Filmes que se passam nos Estados Unidos da década de 1960 e relatam a luta de direitos civis dos negros costumam ser bem emocionantes. A Vida Secreta das Abelhas (The Secret Life of Bees) não foge à regra, mesmo com o racismo sendo apenas um dos assuntos abordados.

Na verdade, o tema central do enredo é a culpa. A forma como o sofrimento silencioso e venenoso desse sentimento pode arrasar as pessoas é muito difícil de ser mostrados em imagens, mas as boas atuações do filme garantem que a mensagem seja transmitida.
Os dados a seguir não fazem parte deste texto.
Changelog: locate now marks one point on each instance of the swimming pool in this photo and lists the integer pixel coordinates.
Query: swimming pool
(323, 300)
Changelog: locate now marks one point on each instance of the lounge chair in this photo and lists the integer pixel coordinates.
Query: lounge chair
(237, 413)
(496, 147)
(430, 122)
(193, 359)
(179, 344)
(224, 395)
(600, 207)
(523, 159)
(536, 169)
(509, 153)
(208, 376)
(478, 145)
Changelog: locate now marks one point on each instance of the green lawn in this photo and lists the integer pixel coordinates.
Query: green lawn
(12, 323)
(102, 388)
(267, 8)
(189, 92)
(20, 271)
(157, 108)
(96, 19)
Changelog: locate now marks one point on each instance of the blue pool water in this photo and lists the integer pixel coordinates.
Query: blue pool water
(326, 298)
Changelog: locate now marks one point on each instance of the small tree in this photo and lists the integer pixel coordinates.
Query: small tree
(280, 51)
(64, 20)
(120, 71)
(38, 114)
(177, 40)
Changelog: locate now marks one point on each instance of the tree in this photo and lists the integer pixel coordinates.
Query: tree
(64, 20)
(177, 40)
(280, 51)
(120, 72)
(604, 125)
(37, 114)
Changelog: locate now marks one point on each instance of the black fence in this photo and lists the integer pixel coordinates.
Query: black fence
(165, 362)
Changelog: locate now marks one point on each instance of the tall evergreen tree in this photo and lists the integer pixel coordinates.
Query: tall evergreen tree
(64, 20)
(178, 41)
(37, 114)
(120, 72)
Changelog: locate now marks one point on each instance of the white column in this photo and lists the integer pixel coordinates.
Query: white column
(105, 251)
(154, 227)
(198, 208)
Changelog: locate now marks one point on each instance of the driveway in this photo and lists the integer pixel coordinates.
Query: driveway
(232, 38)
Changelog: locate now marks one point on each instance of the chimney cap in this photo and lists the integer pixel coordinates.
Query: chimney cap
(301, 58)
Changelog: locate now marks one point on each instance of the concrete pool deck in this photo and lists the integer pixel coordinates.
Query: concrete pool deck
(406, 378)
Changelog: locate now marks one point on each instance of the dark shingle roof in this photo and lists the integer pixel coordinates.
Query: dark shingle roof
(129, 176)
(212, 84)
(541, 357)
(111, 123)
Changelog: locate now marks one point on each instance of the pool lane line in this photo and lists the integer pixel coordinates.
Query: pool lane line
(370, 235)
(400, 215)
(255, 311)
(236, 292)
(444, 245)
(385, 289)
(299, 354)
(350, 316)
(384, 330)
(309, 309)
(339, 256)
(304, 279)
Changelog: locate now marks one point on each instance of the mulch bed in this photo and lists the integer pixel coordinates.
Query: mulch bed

Os destaques ficam para Dakota Fanning (Heróis), Sophie Okonedo (Ensinando a Viver) e Paul Bettany (Coração de Tinta).

Muito da magia do filme se dá por causa da excentricidade das personagens e do local onde se passa a trama. As irmãs apicultoras são batizadas com os nomes dos meses de calor no hemisfério norte (August, June e May) e vivem uma vida bem diferente do que os negros da cidade. A emotividade excessiva de May é muito interessante e tem dupla função, sendo por vezes engraçada e em outras oportunidades tocante.

Mesmo sendo um drama que não traz diferenciais muito marcantes, A Vida Secreta das Abelhas tem aquele charme quase indefinível de produções independentes. Por isso que é tão importante perceber o que acontece em premiações como o Festival de Sundande, dedicado a esse tipo de produção.